# My Lab's version of Pinerest



## Kerryann (May 1, 2012)

My lab kept pulling her lassie move with me this morning. Normally when she tries to get me to follow her we end up at the treat jar, but this morning she took me out to see her version of Pinerest. She had everything she loved in one area 

She was so proud of her little pinerest collection and had to show it off. I found it funny. She has all of her favorite chew bones, her dreidel, her pillows, her ball, and my other dog's zuzu pet (she loves to play with it to annoy him). 





My proud girl with her collection


----------



## Yvonne G (May 1, 2012)

Aren't they funny! gotta luv 'em.


----------



## lisa127 (May 1, 2012)

That's adoreable! My dog Cocoa does the same thing. She gets me to follow her all the time and like you, we usually end up by the cabinet where the treats are....lol.


----------



## Kerryann (May 1, 2012)

lisa127 said:


> That's adoreable! My dog Cocoa does the same thing. She gets me to follow her all the time and like you, we usually end up by the cabinet where the treats are....lol.



I sometimes lock my schnauzer in a room when I leave it so sometimes she is taking me on a rescue mission. She is very good at that. Once she learned I would follow her she started the whole "timmy fell into the treat jar" routine. 
My morning routine is to lock down the house so they only have access to the main floor and lock them out of the theater room. Every morning I say get your bones, and she is smart enough to collect all of her things she will want in a day.  This morning she had to bring a couple bones down from upstairs and her dreidel was in the theater room. She was very proud of her little collection and it was so frickin cute.


----------



## lisa127 (May 1, 2012)

When my dogs were pups, I like a lot of people potty trained using treats. Cocoa is turning 11 years old this year and she still gets a treat when she comes in from going potty. Sometimes though she asks to go outside just to get a treat.
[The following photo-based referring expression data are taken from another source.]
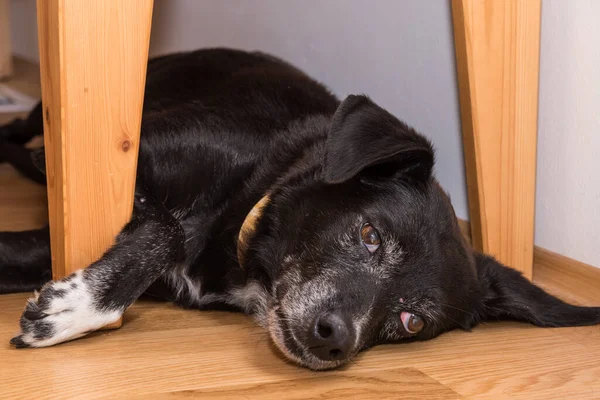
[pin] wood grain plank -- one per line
(6, 65)
(497, 51)
(404, 383)
(93, 59)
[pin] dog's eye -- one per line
(370, 237)
(412, 323)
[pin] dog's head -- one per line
(372, 253)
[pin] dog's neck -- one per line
(248, 229)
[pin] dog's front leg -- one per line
(150, 244)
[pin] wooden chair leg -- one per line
(497, 52)
(93, 57)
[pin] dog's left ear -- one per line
(508, 295)
(365, 138)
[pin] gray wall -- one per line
(568, 168)
(401, 53)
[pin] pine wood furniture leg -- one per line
(93, 57)
(5, 45)
(497, 52)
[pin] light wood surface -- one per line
(5, 43)
(93, 58)
(497, 52)
(163, 351)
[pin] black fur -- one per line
(221, 128)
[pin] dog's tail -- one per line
(14, 136)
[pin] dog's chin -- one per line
(298, 355)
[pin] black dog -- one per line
(258, 190)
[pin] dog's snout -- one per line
(331, 337)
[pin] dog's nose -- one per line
(331, 337)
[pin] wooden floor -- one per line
(163, 351)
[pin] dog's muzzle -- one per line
(331, 337)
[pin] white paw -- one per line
(62, 310)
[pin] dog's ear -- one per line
(365, 138)
(508, 295)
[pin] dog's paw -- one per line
(61, 311)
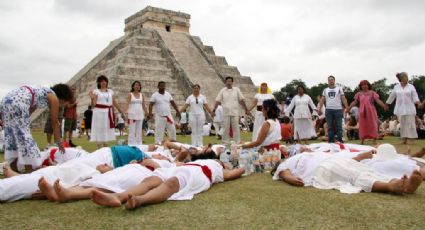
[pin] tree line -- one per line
(380, 86)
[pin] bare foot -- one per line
(413, 182)
(105, 199)
(397, 185)
(420, 153)
(132, 202)
(8, 172)
(47, 189)
(61, 192)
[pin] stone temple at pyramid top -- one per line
(156, 46)
(158, 19)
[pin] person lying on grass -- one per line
(112, 181)
(328, 171)
(179, 183)
(70, 173)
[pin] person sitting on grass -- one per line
(327, 171)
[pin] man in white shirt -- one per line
(333, 95)
(163, 118)
(230, 97)
(218, 121)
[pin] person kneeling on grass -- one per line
(326, 171)
(179, 183)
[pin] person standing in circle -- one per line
(197, 103)
(264, 93)
(334, 97)
(303, 123)
(367, 117)
(406, 97)
(103, 120)
(15, 111)
(136, 111)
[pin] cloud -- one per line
(48, 41)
I know this because I let her out and then watch her from the kitchen window. she goes out the door to the middle of the yard, makes an immediate U turn and comes right back to the door to be let in!! lol

Cocoa continously looks back at me to make sure I'm still following her. Does your dog do that?


----------



## Momof4 (May 1, 2012)

So cute!! I love labs!


----------



## Kerryann (May 1, 2012)

lisa127 said:


> When my dogs were pups, I like a lot of people potty trained using treats. Cocoa is turning 11 years old this year and she still gets a treat when she comes in from going potty. Sometimes though she asks to go outside just to get a treat. I know this because I let her out and then watch her from the kitchen window. she goes out the door to the middle of the yard, makes an immediate U turn and comes right back to the door to be let in!! lol
> 
> Cocoa continously looks back at me to make sure I'm still following her. Does your dog do that?



yah she will side step, look at me, and then keep going.


----------



## lisa127 (May 1, 2012)

They're awesome, aren't they?


----------



## Kerryann (May 1, 2012)

Yah I love my dogs


----------



## Niki (May 1, 2012)

Love it.. My dog Stella has a dreidel toy... Her favorite!


----------



## dmmj (May 1, 2012)

I think timmy's in the treat jar, quick lets go look.


----------



## ALDABRAMAN (May 4, 2012)




----------